Wine & Food

Sometimes we hear suggestions that certain wines can only be enjoyed with specific foods. In reality, everyone has their own preferences about which wines and foods are complementary, and how good a wine tastes with food often has more to do with the seasoning in a dish (for example, sauces that are salty, sweet, sour or savory) or how it is cooked than it does with the dish itself. We encourage you to discover your own preferences. Here are a few tips to help along the way:

• The judicious addition of salt to food, especially to sauces and other savory dishes, can be useful in some cases to tone down the bitterness and astringency (sharp taste) in some wines.

• Sour foods with high amounts of acidity will decrease our perception of sourness or tartness in wine and make it taste richer and more mellow.

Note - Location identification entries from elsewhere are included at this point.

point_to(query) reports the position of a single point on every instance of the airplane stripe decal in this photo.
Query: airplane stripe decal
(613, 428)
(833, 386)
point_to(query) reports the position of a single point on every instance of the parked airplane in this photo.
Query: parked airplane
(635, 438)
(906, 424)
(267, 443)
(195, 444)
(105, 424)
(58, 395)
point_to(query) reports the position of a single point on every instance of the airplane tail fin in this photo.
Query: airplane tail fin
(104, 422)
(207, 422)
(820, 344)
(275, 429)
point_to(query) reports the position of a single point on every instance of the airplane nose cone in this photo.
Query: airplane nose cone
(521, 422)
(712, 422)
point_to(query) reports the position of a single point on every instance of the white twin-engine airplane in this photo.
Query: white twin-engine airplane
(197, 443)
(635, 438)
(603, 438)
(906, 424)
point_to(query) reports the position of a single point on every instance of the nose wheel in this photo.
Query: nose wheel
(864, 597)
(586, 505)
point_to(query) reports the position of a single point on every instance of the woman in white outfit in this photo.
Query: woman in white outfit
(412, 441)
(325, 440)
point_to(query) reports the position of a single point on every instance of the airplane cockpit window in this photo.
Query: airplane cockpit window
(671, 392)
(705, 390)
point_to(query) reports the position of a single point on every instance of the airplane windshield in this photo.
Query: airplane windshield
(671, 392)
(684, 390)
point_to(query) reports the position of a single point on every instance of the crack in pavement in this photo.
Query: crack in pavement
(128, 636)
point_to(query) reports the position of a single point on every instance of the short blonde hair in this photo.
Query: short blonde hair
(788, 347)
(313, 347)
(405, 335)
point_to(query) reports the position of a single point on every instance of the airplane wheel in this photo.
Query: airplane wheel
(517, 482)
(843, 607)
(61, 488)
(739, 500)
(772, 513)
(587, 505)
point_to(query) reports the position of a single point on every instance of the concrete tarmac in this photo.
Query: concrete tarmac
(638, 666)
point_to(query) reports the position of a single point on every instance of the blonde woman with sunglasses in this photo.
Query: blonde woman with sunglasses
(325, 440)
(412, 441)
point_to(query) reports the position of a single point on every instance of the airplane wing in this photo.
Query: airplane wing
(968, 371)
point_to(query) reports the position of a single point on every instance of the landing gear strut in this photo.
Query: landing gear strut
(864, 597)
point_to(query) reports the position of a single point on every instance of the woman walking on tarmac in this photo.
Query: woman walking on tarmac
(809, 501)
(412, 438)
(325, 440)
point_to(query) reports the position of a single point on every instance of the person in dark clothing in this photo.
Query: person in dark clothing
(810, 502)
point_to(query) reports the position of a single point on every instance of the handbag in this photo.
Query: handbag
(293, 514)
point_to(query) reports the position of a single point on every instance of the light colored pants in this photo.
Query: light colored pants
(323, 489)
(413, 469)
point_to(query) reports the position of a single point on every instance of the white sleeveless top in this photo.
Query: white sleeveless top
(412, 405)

• Sweetness in food will increase the perception of bitterness and astringency in wine, making it seem less sweet (drier), less fruity and stronger.

• Savory (also called umami) tastes in food will also increase our perception of acidity and bitterness in wine.

• A note about spicy seasonings: spicy food will exaggerate the tannins and bitterness in a wine but adding something salty or sour to the food will counteract this effect. For instance, squeezing lime juice (which is acidic) over hot enchiladas makes for a more wine-friendly dish. Alternatively, choose a wine like Gewurztraminer that is low on acid and tannins.